コンポーネントが [INFO] レベル以下でメッセージをログに記録するようになり、組織を読み取り専用モードに設定したら、次の手順を実行します。

  1. Portal Administrator Directory を開いて、管理者としてサイン インします。 URL は、通常 https://webadaptorhost.example.com/webadaptorname/portaladmin です。
  2. [Logs] > [Query] の順にクリックします。
  3. ログ レベルが [INFO] に設定されていることを確認して、[Query] をクリックします。
  4. 組織が読み取り専用に設定されたことを示すメッセージを見つけて、そのメッセージのリクエスト ID をメモします。

    Successfully set the organization to read-only mode

  5. [Query] をクリックして、クエリ ログ メッセージに戻ります。
  6. 手順 4 でメモしたリクエスト ID を [RequestIDs] フィールドに入力します。
  7. [フェデレーション サーバー] フィールドで [すべて] を選択します。
  8. [Query] をクリックして、組織の読み取り専用モードの設定に関連するすべてのコンポーネントでログを確認します。

検索結果を絞り込むためのクエリでのイベント フィルターの使用

イベントを絞り込んで、関連するメッセージの表示数を増やすために、ログ レベル、ソース コンポーネント、時間、特定のログ コードまたはコードの範囲、特定のユーザーまたはユーザーのリスト、およびリクエスト ID に基づいてクエリ検索を実行できます。 これらのフィルターを任意の数だけ組み合わせてクエリの一部にすることができます。

組織のすべてのログ メッセージをクエリ検索するには、フェデレーション サーバーを選択できます。 時間とリクエスト ID を使用し、コンポーネント全体のログ メッセージをフィルターします。残りはポータルのログのみをフィルターします。 サーバー ログのフィルターに関するその他のオプションについては、ArcGIS Server Manager を使用できます。
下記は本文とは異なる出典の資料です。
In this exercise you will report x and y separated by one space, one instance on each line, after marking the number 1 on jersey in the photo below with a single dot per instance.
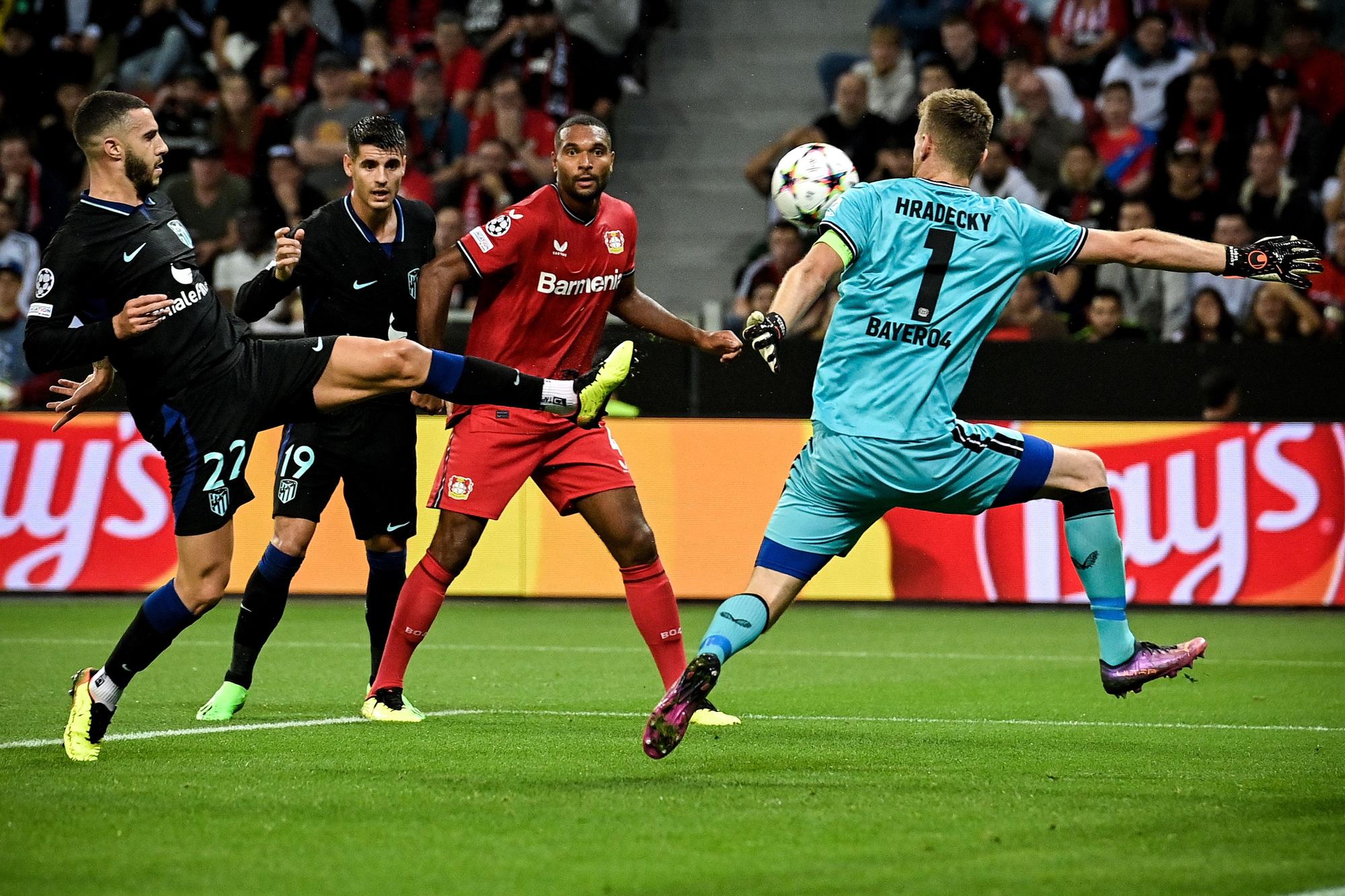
941 251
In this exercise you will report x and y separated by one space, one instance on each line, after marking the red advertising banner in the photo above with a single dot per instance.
1208 513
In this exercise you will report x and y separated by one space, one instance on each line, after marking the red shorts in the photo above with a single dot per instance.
496 450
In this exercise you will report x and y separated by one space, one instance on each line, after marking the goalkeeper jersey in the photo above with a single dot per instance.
930 268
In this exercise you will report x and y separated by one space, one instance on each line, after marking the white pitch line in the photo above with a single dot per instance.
766 651
601 713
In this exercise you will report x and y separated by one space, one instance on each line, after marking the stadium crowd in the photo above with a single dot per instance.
255 100
1215 119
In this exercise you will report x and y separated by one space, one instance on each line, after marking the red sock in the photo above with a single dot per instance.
654 608
418 606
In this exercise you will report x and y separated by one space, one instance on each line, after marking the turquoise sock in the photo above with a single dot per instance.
1097 553
738 622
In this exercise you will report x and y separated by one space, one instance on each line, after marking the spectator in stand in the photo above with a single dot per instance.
1204 123
256 248
1024 319
21 56
1106 321
237 126
208 200
291 60
852 127
407 22
436 132
1155 300
239 33
1186 206
75 32
321 127
786 247
1237 292
1242 75
1149 61
1334 200
1319 69
57 145
999 177
1210 321
1273 202
918 19
157 42
1007 26
972 67
1280 314
1063 99
890 75
14 369
1038 136
462 63
1125 150
1328 290
527 134
185 119
384 76
284 197
1295 130
451 228
1083 37
494 179
935 75
18 248
1083 197
37 196
562 75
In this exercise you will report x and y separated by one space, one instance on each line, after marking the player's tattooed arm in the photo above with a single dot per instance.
644 313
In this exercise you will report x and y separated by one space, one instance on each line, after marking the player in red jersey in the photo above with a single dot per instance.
552 267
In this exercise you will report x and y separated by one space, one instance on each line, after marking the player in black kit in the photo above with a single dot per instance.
198 385
353 283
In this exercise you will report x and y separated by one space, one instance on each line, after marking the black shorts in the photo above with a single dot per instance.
206 431
372 448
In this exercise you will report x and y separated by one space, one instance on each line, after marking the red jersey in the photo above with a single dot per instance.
548 282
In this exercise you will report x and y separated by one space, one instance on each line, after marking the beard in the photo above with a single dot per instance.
142 174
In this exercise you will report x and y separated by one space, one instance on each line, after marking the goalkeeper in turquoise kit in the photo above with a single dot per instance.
926 268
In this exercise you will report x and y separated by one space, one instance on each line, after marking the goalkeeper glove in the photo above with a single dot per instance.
1281 259
766 333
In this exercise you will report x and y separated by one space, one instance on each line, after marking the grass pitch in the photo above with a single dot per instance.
884 749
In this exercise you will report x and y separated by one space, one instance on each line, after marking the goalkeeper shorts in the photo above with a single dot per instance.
841 485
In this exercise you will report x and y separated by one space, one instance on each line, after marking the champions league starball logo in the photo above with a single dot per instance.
181 232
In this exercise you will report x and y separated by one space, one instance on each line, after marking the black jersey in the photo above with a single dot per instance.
107 253
350 283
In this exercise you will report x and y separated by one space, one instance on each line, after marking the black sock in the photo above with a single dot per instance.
387 576
260 612
141 645
486 382
157 623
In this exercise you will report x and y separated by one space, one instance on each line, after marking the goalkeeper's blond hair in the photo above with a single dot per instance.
960 123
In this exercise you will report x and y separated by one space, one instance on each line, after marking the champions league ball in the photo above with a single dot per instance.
809 181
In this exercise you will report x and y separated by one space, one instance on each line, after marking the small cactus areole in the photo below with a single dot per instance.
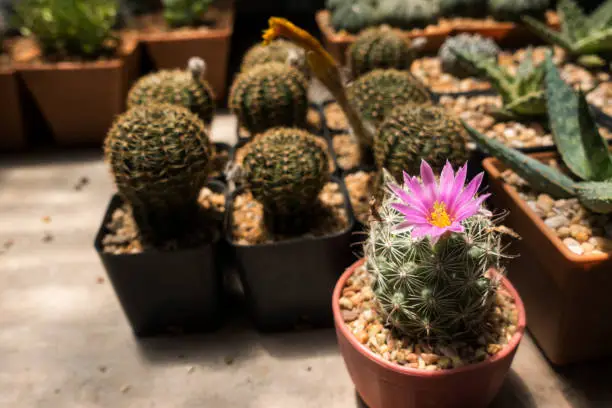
159 156
411 133
430 253
379 47
285 169
269 95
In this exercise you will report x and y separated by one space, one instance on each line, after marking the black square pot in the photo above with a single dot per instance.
161 292
290 283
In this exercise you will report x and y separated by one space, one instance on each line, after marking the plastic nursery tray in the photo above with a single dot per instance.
167 291
290 283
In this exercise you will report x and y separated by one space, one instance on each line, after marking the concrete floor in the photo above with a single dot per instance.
65 343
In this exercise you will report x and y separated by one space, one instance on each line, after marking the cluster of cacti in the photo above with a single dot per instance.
285 170
411 133
475 46
183 88
277 51
583 37
583 150
159 155
379 47
522 94
269 95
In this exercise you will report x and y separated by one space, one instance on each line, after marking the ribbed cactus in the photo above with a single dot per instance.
376 93
583 37
431 281
475 46
583 150
159 157
285 169
411 133
379 47
269 95
184 88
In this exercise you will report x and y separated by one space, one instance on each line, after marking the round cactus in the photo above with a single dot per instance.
376 93
476 46
412 133
184 88
159 157
285 169
270 95
379 47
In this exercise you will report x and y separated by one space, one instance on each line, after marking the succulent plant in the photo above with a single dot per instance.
582 37
379 47
522 94
583 150
513 10
429 252
159 156
376 93
269 95
184 88
285 169
411 133
476 46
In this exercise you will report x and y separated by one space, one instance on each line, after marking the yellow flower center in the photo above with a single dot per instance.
439 217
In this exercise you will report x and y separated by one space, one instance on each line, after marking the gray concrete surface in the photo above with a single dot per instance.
65 343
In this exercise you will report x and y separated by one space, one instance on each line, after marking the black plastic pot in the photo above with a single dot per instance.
167 291
290 283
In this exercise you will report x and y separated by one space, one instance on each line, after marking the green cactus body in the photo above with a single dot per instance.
285 169
183 88
270 95
379 47
376 93
159 157
433 291
414 133
475 46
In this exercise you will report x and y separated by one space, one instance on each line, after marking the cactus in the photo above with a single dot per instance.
376 93
522 94
379 47
159 155
183 88
477 47
513 10
269 95
431 279
582 149
411 133
285 169
583 37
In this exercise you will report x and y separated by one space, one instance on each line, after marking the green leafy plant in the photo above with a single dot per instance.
70 28
185 13
583 37
583 150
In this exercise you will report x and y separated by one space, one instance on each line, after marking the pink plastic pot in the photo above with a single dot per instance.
382 384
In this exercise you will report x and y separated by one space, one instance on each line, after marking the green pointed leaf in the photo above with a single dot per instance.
576 135
540 177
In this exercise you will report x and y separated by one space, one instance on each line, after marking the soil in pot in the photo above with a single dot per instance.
359 312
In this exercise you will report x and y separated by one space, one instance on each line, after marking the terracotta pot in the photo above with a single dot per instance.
382 384
80 100
172 49
566 295
12 133
337 44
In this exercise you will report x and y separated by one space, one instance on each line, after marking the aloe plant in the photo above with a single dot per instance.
584 37
522 94
582 148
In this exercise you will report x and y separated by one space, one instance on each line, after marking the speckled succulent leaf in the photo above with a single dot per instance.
540 176
596 196
574 130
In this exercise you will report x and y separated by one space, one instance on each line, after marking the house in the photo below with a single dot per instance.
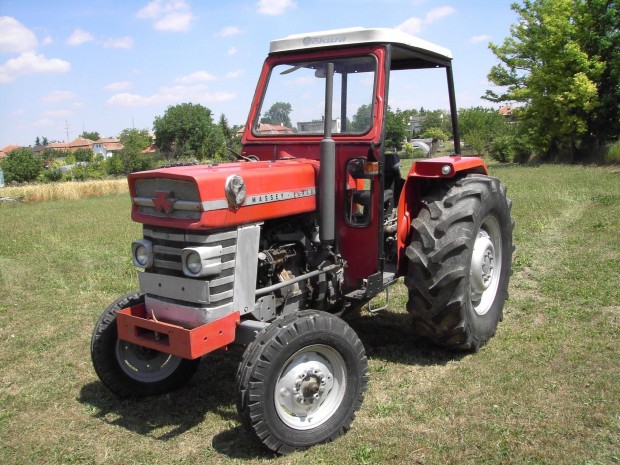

これらのフィルターにアクセスするには、Portal Administrator Directory にサイン インし、[Home] > [Logs] > [Query] の順にクリックします。

ログ レベル

イベントは、迅速な対処を必要とする問題を示す [Severe] から、ポータルの通常の使用を通じて生成される詳細な情報メッセージである [Verbose] まで、その詳細のレベルが異なります。 [Log level] ドロップダウン リストから目的のレベルを選択します。 各レベルのサマリー詳細については、「ログの種類」をご参照ください。

ソース

ログに記録されたイベントのソースは、ソフトウェアの共有/管理/ポータル コンポーネントから生成されます。 例:

  • 公開およびユーザーに関連するイベントは [Sharing] に分類されます。
  • セキュリティおよびインデックスに関連するイベントは [Portal Admin] に分類されます。
  • ソフトウェアのインストールに関連するイベントは [Portal] に分類されます。

デフォルトでは、すべてのソースがクエリ検索の対象になります (ドロップダウン リストの [すべて] オプション)。 特定のソースに基づいてポータル イベントをフィルターするには、[Source] ドロップダウン リストから目的のソースを選択します。

時間

特定の時間範囲までイベントをフィルターするには、[Start Time][End Time] フィールド (形式は yyyy-mm-ddThh:mm:ss) を使用して目的の時間の値を指定します。 開始時間に最も新しい時刻、終了時間に最も古い時刻を指定します。 例:

  • 15 分の時間間隔を定義するには、開始時間を 2015-05-01T13:15:00、終了時間を 2015-05-01T13:00:00 にします。
  • 1 時間の時間間隔を定義するには、開始時間を 2015-05-01T14:00:00、終了時間を 2015-05-01T13:00:00 にします。
  • 1 日を定義するには、開始時間を 2015-05-02T12:00:00、終了時間を 2015-05-01T12:00:00 にします。
  • すべてのログに対してクエリ検索を実行するには、時間フィールドを空白のままにします。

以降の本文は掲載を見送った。